Yine vücuda organ veya cisim sokulması da birinci fıkranın ağırlaştırılmış hali gibi görünüyor ve bazı soruları beraberinde getiriyor. Cezalandırılan “cinsel davranışlarla vücuda organ veya sair bir cisim sokmak” mıdır? Yoksa vücuda organ veya sair cisim sokulması bizatihi bir cinsel davranış mıdır? Bu bağlam içinde belki cinsel davranış yerine cinsel saik temelli bir düzenleme daha iyi olabilirdi. Ya da her türlü karışıklığı ortadan kaldıracak biçimde başkasına karşı rızası dışında cinsel eylemlerde bulunma eylemi yalın biçimde cezalandırılabilirdi.
Yine 4. fıkradaki “Suçun işlenmesi sırasında mağdurun direncinin kırılmasını sağlayacak ölçünün ötesinde cebir kullanılması durumunda kişi ayrıca kasten yaralama suçundan dolayı cezalandırılır” hükmü de akılları karıştırmaktadır. Suç tipinin maddi unsuru içinde direnç kırılması gereği açıklıkla ortaya konmadan bunun ötesindeki direnç kırmaları yaralama olarak cezalandırmak bu direnç kırma gereği de nereden çıktı sorularını uyandırmaktadır. Suç tipi, “cinsel eylemlerle mağdurun rızası dışında vücud dokunulmazlığını ihlal” midir yoksa “cinsel eylemlerle ve direnci kırarak vücud dokunulmazlığını ihlal” midir pek açık olarak belirli değildir.

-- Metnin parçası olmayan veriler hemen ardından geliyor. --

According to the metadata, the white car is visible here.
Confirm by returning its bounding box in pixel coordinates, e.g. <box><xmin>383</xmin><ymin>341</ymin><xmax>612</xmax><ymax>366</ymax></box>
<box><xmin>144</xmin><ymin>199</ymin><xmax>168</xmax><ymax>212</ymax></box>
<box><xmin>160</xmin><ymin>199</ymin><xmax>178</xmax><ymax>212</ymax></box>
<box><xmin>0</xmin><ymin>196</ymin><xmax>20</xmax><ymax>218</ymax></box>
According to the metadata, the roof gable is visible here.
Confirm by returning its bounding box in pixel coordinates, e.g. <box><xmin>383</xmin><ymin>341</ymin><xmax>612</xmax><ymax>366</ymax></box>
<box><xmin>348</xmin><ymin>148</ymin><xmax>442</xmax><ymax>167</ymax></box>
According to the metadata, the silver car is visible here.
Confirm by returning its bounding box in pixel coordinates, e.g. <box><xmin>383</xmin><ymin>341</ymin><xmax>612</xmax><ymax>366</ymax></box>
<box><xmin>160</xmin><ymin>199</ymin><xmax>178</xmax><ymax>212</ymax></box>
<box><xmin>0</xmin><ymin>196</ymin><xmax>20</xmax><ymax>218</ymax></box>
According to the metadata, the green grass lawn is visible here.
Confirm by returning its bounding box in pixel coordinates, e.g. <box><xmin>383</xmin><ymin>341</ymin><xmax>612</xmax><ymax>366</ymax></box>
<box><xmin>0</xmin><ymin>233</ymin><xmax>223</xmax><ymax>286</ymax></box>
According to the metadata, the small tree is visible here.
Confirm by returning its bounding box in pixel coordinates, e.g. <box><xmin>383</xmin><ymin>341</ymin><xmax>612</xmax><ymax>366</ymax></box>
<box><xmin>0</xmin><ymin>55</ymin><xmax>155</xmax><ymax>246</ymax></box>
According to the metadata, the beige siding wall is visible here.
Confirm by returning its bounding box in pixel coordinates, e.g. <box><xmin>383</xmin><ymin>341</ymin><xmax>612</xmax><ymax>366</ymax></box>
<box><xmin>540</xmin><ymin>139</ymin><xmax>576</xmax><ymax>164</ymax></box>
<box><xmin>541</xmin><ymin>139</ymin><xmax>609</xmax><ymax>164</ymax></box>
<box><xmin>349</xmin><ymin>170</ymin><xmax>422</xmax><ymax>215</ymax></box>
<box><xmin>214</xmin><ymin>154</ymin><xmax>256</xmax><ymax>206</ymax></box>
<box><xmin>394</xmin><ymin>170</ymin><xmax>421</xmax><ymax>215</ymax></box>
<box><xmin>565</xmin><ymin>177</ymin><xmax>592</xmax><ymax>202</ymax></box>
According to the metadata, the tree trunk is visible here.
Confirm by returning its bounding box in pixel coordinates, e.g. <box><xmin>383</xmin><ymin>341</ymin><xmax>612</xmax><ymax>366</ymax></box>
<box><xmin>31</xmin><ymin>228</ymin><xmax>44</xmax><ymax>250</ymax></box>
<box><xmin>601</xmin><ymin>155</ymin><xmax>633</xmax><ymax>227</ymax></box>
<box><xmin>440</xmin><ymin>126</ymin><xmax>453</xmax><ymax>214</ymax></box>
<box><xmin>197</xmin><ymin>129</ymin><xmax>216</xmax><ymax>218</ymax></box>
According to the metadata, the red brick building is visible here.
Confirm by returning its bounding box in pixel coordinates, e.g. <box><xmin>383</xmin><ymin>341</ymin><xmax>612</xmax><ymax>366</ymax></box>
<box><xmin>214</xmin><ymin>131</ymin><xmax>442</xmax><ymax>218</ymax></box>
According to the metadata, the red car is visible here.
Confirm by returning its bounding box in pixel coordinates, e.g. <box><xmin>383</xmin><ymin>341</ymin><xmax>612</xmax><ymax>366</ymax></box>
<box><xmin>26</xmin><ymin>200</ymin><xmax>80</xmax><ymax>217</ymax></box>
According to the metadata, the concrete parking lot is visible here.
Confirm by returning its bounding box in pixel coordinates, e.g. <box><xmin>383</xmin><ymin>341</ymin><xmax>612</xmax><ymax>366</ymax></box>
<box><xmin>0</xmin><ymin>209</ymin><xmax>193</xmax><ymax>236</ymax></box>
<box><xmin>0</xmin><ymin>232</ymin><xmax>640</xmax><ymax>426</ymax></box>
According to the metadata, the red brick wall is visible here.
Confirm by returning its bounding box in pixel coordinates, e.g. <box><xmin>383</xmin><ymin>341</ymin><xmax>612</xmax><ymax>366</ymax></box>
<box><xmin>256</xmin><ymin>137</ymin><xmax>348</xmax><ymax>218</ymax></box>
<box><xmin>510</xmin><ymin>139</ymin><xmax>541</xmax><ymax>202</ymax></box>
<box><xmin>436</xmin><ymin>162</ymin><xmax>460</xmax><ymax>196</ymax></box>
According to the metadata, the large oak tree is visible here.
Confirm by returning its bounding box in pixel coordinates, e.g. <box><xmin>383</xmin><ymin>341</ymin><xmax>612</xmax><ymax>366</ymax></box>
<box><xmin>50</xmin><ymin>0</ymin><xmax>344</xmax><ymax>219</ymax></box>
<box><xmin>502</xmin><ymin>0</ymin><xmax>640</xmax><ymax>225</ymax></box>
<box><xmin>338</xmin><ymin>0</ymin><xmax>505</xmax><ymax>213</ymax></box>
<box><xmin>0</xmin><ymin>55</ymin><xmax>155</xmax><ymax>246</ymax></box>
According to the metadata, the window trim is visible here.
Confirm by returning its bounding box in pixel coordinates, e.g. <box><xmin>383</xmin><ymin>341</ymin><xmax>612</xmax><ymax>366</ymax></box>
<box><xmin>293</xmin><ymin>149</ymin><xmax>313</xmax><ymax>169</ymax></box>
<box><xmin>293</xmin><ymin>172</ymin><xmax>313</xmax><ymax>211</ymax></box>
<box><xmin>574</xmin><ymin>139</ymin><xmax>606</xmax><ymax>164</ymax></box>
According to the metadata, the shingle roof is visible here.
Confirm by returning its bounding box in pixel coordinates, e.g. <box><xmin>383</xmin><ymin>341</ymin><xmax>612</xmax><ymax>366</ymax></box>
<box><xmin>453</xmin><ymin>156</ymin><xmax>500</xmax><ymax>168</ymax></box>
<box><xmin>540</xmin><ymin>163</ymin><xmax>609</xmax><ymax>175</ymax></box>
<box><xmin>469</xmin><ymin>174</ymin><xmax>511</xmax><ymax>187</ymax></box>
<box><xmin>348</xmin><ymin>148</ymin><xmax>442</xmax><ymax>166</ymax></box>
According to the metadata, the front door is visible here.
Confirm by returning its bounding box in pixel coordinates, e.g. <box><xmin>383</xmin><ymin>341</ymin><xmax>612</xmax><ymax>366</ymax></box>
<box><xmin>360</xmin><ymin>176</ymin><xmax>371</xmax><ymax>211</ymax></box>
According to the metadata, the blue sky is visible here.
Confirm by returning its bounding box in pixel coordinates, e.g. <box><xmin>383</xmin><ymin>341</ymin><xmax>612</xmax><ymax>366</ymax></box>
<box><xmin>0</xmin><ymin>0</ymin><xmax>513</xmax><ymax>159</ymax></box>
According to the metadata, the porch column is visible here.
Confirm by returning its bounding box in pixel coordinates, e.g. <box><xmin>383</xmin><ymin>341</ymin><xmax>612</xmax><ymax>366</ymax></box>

Kişisel olarak, en önemli özgürlük değerlerimizden biri olan cinsel dokunulmazlık konusunda Amerikan tarzı bir ifade ile “hayırın hayır” anlamına gelmesini ve ceza yasa koyucusunun mağdurdan hayırdan başka dirençler göstermesini istememesi gerektiğini düşünmekteyiz. Bu suçun kriminolojik gerçeği de böyle bir yaklaşımı zorunlu kılmaktadır. Kadın ve erkek biyolojisi ve güç farklılıkları ortada iken ırzına geçilen kadından ciddi bir “hayır” dışında bir de “dayak yemesini” beklemek çağdaş gelişmelere aykırıdır. Ötesi bir norm ihdası sorunu değil, ispat sorunudur. Şüphesiz yasa koyucu, böylesi temel bir değeri saldırı altında olan ve saldırıya her hangi bir direniş göstermeden, kaçmaya çalışmadan yalnızca hayır diyen bir mağdurun bu değerine gereken önemi vermediği ve belki de rıza gösterdiği çıkarsaması yapabilir ancak bu çıkarsama sağlam kriminolojik verilere dayanılarak yapılmalıdır. Kriminal psikolojik veriler, özellikle ciddi korkunun mağdurlar üzerinde yarattığı dondurucu şok etkisi ile mağdurların “isteneni ve denileni yapma” eğilimine girdiğini çoktan göstermiştir. Bu alanda da kriminal psikolojinin verilerinden yararlanmak gerekmektedir. Şüphesiz, direnç kavramının da erkeğin sosyalleşmesine ait bir kavram olduğunu hatırlatmakta yarar vardır. Temel hürriyet değerlerine saldırıda bulunulan sıradan bir erkek sosyalleşmesi sürecinde öğrendiği davranış kalıpları içinde bedensel direnç gösterebilir. Ancak şiddeti tanımayan ya da daha az tanıyan ve daha az içselleştirmiş, hatta şiddete nasıl başvuracağını bilmeyen, bunu öğrenmemiş sıradan kadın için direnç kavramı da farklı algılanmalıdır.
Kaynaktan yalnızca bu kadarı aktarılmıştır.